Sunday, May 16, 2010

freewrite.

I read a series called the Dresden Files (which is also a show on the Scifi channel, I know, I know, but I'm talking about the books) and I remember being struck by the concept of soul fire, and of how it was explained.
The way it works is by breaking a piece of your soul, and using it. In the books, and in real life, we get really hung up on that breaking bit. Maybe breaking is too strong of a word.
We share ourselves, and our souls, with everyone who comes into contact with us. It grows back, expands, fills over the nicks of being wrenched through an unequal share or an unrequited share. But still, the pieces are scattered. We share energy, self, with everyone whom we've loved.
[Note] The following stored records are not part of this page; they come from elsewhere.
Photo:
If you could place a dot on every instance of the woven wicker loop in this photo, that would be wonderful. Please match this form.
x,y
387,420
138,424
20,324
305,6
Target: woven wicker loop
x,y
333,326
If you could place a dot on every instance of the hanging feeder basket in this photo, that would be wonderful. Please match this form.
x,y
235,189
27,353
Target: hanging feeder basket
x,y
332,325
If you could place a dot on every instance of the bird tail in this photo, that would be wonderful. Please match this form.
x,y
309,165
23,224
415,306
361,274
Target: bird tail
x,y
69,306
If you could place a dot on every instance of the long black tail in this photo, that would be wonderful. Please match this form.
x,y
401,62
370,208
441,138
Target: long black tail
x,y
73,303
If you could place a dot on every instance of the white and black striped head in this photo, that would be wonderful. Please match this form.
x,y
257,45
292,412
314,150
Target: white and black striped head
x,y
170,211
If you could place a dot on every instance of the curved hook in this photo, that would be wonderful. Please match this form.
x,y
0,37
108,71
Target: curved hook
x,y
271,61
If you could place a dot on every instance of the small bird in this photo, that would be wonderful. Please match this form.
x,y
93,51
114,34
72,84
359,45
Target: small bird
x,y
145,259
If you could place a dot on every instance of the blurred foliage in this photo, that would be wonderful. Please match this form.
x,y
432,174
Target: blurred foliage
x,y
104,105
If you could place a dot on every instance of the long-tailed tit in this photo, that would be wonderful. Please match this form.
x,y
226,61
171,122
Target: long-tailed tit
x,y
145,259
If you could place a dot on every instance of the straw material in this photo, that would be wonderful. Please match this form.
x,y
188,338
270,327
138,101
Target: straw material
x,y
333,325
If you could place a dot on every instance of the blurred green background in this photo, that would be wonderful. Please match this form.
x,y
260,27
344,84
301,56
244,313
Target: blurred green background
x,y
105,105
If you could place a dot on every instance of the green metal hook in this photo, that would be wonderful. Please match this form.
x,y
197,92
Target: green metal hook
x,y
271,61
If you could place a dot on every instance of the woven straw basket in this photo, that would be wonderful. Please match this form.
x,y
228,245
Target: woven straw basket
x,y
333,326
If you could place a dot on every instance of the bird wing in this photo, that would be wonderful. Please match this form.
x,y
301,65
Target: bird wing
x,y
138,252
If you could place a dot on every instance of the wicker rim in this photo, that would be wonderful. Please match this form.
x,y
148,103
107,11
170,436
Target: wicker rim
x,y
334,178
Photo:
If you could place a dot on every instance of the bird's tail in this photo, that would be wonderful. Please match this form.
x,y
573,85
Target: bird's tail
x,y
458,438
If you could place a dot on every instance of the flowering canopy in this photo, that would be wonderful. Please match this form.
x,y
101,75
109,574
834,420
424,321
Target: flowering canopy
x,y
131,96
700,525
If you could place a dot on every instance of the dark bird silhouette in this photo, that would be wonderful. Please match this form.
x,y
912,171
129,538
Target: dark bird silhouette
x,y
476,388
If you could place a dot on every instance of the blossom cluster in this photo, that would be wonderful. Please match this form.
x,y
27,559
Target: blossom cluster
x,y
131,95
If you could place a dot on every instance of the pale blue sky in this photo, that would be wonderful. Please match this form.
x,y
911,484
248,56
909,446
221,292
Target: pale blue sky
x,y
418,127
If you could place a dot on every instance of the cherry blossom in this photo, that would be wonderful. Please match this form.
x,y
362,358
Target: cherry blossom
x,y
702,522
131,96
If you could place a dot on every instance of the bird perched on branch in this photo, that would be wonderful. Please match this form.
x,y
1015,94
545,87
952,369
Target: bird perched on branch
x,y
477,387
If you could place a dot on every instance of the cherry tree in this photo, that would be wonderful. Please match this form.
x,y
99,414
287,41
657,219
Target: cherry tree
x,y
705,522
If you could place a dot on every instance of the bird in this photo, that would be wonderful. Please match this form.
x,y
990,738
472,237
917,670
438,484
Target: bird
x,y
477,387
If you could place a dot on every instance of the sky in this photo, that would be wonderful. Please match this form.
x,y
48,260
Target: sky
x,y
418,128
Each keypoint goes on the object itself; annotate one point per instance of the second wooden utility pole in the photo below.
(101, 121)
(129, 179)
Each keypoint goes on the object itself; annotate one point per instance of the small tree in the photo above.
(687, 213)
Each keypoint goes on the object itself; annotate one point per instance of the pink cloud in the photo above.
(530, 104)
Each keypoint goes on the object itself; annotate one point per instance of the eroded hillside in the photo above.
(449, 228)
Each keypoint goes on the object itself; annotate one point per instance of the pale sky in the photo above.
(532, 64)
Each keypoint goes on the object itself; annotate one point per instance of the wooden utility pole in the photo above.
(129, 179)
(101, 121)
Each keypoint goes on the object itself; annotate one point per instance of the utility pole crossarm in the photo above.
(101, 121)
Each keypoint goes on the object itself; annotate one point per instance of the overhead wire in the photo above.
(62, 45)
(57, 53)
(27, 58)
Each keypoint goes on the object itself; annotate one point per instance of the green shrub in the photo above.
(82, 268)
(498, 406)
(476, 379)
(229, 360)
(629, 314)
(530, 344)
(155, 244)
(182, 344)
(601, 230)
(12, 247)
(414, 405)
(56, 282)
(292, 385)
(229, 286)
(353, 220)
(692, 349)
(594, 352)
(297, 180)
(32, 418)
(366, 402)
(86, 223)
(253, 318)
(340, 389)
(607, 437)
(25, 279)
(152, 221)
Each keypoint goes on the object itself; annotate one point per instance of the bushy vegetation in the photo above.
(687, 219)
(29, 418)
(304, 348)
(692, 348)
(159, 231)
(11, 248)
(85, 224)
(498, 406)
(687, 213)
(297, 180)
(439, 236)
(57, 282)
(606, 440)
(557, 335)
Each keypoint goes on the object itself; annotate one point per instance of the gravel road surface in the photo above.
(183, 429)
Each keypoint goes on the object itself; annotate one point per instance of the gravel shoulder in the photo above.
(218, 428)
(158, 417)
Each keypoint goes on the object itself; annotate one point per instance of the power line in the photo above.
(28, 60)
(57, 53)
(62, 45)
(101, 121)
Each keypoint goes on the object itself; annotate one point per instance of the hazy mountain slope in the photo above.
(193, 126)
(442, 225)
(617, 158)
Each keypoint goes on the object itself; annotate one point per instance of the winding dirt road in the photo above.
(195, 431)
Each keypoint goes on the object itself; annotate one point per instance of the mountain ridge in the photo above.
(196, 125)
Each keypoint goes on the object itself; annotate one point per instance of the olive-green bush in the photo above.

There's no such thing as a one true love, or if there is- that couple is sorely limiting themselves. It would be like a mother who had less and less love to share the more children that she had. Love is not a limiting entity. It is meant to be shared, the more given away- the more returned.
We profoundly affect everyone with whom we share ourselves. We give ourselves away, intellectually, physically, emotionally, and hopefully that is returned. If not, our souls grow back. We cannot expect to be loved simply because we love, but even unrequited, we know that we have shared, we have created, we have changed.
Love is not static.
So our souls grow and spill over and are broken, but they keep growing and spilling and breaking and the greatest of this is simply, love. Faith and hope fade away, but love....
love is a choice.
and I- freely knowing that this will break my soul, knowing that I may never get anything in return, knowing even that it will change me and my life- love you.